Incidents in the Life of a Slave Girl, Chapters I-XVIII (pgs. 3-117)
Slave narratives were the most widely distributed literary works by African Americans prior to the civil war. They tended to be published with a white audience at least partly in mind and with the intention of changing that audience's perceptions of slavery so that they might come to support the abolitionist cause. But, whatever their instrumental role in the abolitionist movement, narratives such as Jacobs's Incidents in the Life of a Slave Girl stand as foundational works of American literature and serve to document the depredations of slavery and the resistance and endurance of those who were subjected to it.
Part of the work of the slave narrative was simply to get the implied white audience to see black people as human. The desire to deflect or deny the facts of American chattel slavery ran (and often still runs) deep with a white audience. So, typically (and this is the case with Jacobs), the ex-slave's narrative would be presented with a preface by a white abolitionist author: the imprimatur of white authority vouching for the veracity of black experience. In the case of Jacobs's Incidents, the narrative itself, which is true, is further framed in such a way as to resonate very specifically with its proposed white, female audience. Throughout the first half, Jacobs fights to maintain her chastity against the persistent sexual attentions of Dr. Flint. It's a narrative template, the chaste woman fighting off the sexual advances of a more powerful man, that can be traced back at least as far as Samuel Richardson's Clarissa, an 18C English novel that was very popular in its day, and its use helps to highlight Jacobs's humanity and relatability to northern white women, counteracting the widespread narrative among whites that enslaved people were less than fully human, and that they were treated well under slavery. Jacobs, through this narrative technique, becomes relatable and therefore human to a white audience.
Yet, embedded within this narrative framing designed for white consumption is also a story of community among the enslaved and, more particularly, among the women within that community. These bonds of community exist even in the face of a power structure that deliberately worked to destroy families. Human attachment was undermined at every turn.
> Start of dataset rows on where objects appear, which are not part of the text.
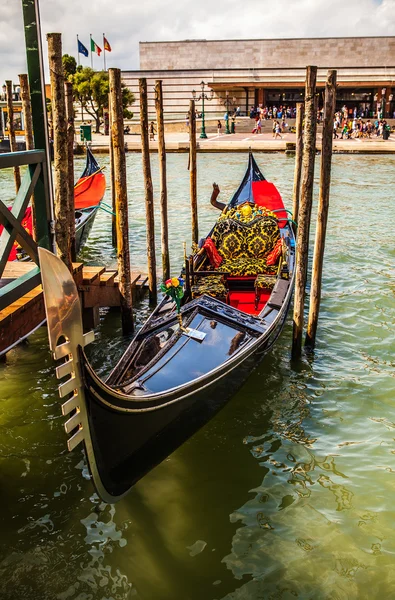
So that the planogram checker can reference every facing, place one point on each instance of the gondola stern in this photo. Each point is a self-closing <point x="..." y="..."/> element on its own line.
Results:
<point x="66" y="341"/>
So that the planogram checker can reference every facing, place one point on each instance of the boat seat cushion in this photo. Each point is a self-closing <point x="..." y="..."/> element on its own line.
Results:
<point x="265" y="282"/>
<point x="213" y="285"/>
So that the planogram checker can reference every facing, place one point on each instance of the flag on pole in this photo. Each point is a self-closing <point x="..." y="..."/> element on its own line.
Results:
<point x="82" y="49"/>
<point x="95" y="47"/>
<point x="106" y="44"/>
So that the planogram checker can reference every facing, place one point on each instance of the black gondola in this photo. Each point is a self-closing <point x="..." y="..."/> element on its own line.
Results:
<point x="179" y="370"/>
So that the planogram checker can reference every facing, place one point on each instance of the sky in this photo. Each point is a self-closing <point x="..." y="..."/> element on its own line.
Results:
<point x="127" y="22"/>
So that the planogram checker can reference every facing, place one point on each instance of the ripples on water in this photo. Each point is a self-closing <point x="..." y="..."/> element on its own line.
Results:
<point x="287" y="493"/>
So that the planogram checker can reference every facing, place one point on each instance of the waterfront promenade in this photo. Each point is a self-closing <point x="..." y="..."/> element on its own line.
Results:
<point x="241" y="142"/>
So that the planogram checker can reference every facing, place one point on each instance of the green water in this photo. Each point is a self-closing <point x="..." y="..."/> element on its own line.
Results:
<point x="288" y="493"/>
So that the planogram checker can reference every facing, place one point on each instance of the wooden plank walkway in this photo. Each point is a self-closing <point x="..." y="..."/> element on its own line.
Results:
<point x="98" y="288"/>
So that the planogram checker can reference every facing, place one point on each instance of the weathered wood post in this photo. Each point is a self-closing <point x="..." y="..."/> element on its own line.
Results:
<point x="162" y="180"/>
<point x="149" y="194"/>
<point x="11" y="132"/>
<point x="62" y="195"/>
<point x="298" y="160"/>
<point x="68" y="89"/>
<point x="323" y="207"/>
<point x="112" y="175"/>
<point x="28" y="127"/>
<point x="306" y="201"/>
<point x="121" y="200"/>
<point x="192" y="171"/>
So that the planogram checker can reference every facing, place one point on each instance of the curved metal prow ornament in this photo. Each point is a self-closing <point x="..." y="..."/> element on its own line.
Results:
<point x="66" y="338"/>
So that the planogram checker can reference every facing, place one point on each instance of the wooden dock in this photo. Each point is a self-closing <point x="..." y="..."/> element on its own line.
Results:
<point x="98" y="288"/>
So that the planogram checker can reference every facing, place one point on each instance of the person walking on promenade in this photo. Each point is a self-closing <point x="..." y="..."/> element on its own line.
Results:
<point x="278" y="131"/>
<point x="213" y="199"/>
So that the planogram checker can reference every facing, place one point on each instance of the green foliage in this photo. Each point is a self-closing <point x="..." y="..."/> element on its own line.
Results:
<point x="91" y="89"/>
<point x="69" y="65"/>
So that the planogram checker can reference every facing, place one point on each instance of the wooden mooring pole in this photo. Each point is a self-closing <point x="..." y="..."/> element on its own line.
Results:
<point x="162" y="180"/>
<point x="149" y="193"/>
<point x="112" y="174"/>
<point x="11" y="131"/>
<point x="306" y="201"/>
<point x="28" y="127"/>
<point x="323" y="208"/>
<point x="298" y="160"/>
<point x="121" y="200"/>
<point x="68" y="90"/>
<point x="192" y="171"/>
<point x="63" y="213"/>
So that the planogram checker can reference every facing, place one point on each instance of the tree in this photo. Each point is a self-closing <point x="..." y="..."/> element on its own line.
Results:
<point x="69" y="65"/>
<point x="91" y="89"/>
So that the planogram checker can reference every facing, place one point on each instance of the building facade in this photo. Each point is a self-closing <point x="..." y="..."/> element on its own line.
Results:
<point x="248" y="73"/>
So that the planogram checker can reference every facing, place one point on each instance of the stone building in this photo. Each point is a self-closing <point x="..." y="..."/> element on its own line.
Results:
<point x="266" y="72"/>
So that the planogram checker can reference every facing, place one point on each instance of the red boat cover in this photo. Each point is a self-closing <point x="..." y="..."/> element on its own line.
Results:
<point x="27" y="223"/>
<point x="266" y="194"/>
<point x="89" y="191"/>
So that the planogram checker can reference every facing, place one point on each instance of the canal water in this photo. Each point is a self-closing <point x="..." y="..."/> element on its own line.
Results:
<point x="287" y="493"/>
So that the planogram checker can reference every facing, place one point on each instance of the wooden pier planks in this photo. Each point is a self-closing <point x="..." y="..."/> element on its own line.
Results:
<point x="98" y="288"/>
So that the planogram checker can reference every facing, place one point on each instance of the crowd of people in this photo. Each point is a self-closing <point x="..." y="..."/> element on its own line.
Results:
<point x="272" y="112"/>
<point x="358" y="128"/>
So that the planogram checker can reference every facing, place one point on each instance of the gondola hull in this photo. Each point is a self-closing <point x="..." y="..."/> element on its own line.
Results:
<point x="83" y="225"/>
<point x="126" y="446"/>
<point x="187" y="361"/>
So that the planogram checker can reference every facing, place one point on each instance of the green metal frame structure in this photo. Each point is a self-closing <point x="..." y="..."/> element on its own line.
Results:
<point x="37" y="178"/>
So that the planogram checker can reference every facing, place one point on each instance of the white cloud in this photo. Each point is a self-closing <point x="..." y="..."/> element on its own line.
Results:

As Jacobs recounts (and we can see the direct effects of each of these facts in the narrative itself): because enslaved people were considered property, families could be broken up and sold, parents and children never seeing each other again—this fact could be used to punish and control; the same was true for husbands and wives—to marry, as enslaved people (assuming they were allowed to by their enslavers), was not proof against the husband or wife being sold; women could be forced to have sex with their white owners, and the children of these unions followed the state of the mother, and so were born enslaved. These children could in turn be sold away and often were. Finally, any enslaved person could be whipped or killed at any moment for any reason, to say nothing of the day-to-day psychological abuse and deprivation that prevailed. And yet, as we see in Incidents, Jacobs, her grandmother, and other members of her family found ways to preserve their humanity and their bonds with each other. The second half of the narrative will describe Jacobs's journey to freedom, and the story will move from one of endurance to one of triumph.
For this week, identify a moment of resistance in the narrative. Analyze a specific scene to show how Jacobs (or one of the other personages in the narrative) works to maintain her humanity, or that of one of her family or friends. How is she averting, circumventing, or redirecting the power exerted by Mr. Flint or one or more of the other slaveholders or white citizens? In what ways is this moment affected by the fact that Jacobs is a woman?